Our aim was to generate a closed chest, stable, long-term animal model that will reproduce the central aspects of CTEPH.

Methods: Sexually mature female Sinclair minipgs were used. They underwent surgical splenectomy, after an interval of 2-4 weeks they commenced stepwise interventions where the pulmonary vasculature was plugged with vascular coils and/or Amplatzer plugs over a period of up to 6 months. Baseline and follow-up assessments were perfomed with biomarkers, echocardiography and invasive hemodynamics.

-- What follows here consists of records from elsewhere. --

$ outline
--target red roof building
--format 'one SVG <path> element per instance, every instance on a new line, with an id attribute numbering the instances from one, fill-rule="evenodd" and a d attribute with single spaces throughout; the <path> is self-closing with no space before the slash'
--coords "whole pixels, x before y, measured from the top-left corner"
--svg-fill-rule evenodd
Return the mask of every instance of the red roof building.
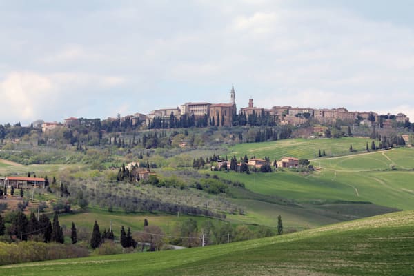
<path id="1" fill-rule="evenodd" d="M 6 177 L 4 179 L 6 184 L 8 186 L 14 186 L 16 188 L 28 188 L 29 186 L 41 186 L 45 188 L 46 181 L 40 177 Z"/>

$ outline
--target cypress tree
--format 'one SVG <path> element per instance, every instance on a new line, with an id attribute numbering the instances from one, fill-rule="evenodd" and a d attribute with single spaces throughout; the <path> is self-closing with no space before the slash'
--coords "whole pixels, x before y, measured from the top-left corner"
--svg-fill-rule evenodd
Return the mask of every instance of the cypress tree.
<path id="1" fill-rule="evenodd" d="M 42 214 L 39 217 L 39 225 L 41 232 L 43 234 L 43 241 L 49 242 L 52 238 L 52 224 L 50 219 L 45 214 Z"/>
<path id="2" fill-rule="evenodd" d="M 128 247 L 135 246 L 135 241 L 132 239 L 132 235 L 131 234 L 131 228 L 128 228 L 128 233 L 126 233 L 126 243 L 128 244 Z"/>
<path id="3" fill-rule="evenodd" d="M 6 230 L 6 226 L 4 224 L 4 219 L 3 219 L 3 217 L 0 215 L 0 236 L 3 236 L 4 235 L 4 230 Z"/>
<path id="4" fill-rule="evenodd" d="M 59 223 L 59 217 L 57 217 L 57 213 L 56 212 L 55 212 L 55 215 L 53 216 L 53 223 L 52 224 L 52 228 L 50 240 L 52 241 L 63 244 L 65 241 L 63 230 Z"/>
<path id="5" fill-rule="evenodd" d="M 12 233 L 14 234 L 18 239 L 20 239 L 22 241 L 27 241 L 28 224 L 29 221 L 26 215 L 21 211 L 19 211 L 12 222 Z"/>
<path id="6" fill-rule="evenodd" d="M 115 236 L 114 236 L 114 231 L 112 231 L 112 230 L 108 232 L 108 239 L 111 239 L 111 240 L 114 240 L 115 239 Z"/>
<path id="7" fill-rule="evenodd" d="M 126 233 L 125 233 L 125 229 L 124 226 L 121 227 L 121 245 L 124 248 L 128 246 L 128 240 L 126 239 Z"/>
<path id="8" fill-rule="evenodd" d="M 36 215 L 33 212 L 30 213 L 30 219 L 28 226 L 28 231 L 30 235 L 37 235 L 39 233 L 40 226 L 39 222 L 36 218 Z"/>
<path id="9" fill-rule="evenodd" d="M 90 238 L 90 247 L 92 249 L 97 248 L 101 244 L 101 232 L 99 231 L 99 226 L 95 220 L 95 224 L 93 225 L 93 230 L 92 232 L 92 237 Z"/>
<path id="10" fill-rule="evenodd" d="M 77 233 L 76 230 L 76 227 L 75 226 L 75 223 L 72 221 L 72 233 L 70 233 L 70 239 L 72 239 L 72 244 L 75 244 L 77 242 Z"/>
<path id="11" fill-rule="evenodd" d="M 277 235 L 283 234 L 283 224 L 282 223 L 282 217 L 277 217 Z"/>
<path id="12" fill-rule="evenodd" d="M 375 146 L 375 142 L 373 141 L 371 143 L 371 150 L 375 150 L 377 149 L 377 146 Z"/>

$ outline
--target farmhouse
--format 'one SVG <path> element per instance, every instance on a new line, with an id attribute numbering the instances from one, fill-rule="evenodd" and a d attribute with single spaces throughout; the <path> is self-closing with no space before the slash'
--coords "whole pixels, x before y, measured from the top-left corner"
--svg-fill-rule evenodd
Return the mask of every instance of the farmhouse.
<path id="1" fill-rule="evenodd" d="M 45 186 L 47 185 L 44 178 L 39 177 L 6 177 L 4 183 L 9 187 L 12 186 L 16 188 L 28 188 L 31 186 Z"/>
<path id="2" fill-rule="evenodd" d="M 282 157 L 276 164 L 277 168 L 295 168 L 299 166 L 299 159 L 295 157 Z"/>
<path id="3" fill-rule="evenodd" d="M 247 164 L 248 166 L 251 166 L 255 168 L 260 168 L 262 167 L 263 165 L 267 165 L 269 162 L 268 162 L 266 160 L 264 159 L 260 159 L 258 158 L 253 158 L 251 159 L 248 161 L 248 162 L 247 163 Z"/>
<path id="4" fill-rule="evenodd" d="M 139 177 L 140 181 L 147 181 L 150 179 L 150 175 L 157 175 L 154 172 L 151 172 L 148 170 L 143 170 L 138 172 L 138 176 Z"/>

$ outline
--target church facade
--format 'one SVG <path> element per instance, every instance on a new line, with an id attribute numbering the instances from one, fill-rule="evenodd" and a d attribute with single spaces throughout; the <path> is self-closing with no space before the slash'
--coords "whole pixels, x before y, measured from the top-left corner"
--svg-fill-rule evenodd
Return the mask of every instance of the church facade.
<path id="1" fill-rule="evenodd" d="M 210 124 L 217 126 L 231 126 L 233 115 L 236 114 L 235 88 L 231 87 L 230 103 L 215 103 L 210 106 Z"/>

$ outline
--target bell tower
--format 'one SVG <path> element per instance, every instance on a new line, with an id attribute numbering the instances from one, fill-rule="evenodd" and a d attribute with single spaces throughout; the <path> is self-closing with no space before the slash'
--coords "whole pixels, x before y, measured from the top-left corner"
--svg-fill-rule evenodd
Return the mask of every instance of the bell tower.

Results: Uncomplicated splenectomy was performed in 8 animals. All animals underwent implantation of a large occluder in the right main pulmonary artery. In a single case the device was deployed too proximal reslting in decompensation and death. During follow-upnormal animal weight  gain was mild.  Animals with rapid reduction of perfusion to larger pulmonary vascular beds did not increase in weight. All measured pressures were depressed due to anesthetic, An acute increase of ≥20 mmHg in mPAP resulted in hemodynamic embarrassment In most instances (post plugging), pulmonary angiography resulted in significant increase of mPAP to at least 50% of mSAP. In the presence of tricuspid incompetence, additional plugging resulted in hemodynamic instability.
Pathological assessment of the lungs is pending.

Conclusion: The creation of a long-term animal model of CTEPH using a combination of minipigs, splenectomy and stepwise selective plugging of the pulmonary vasculature appears promising.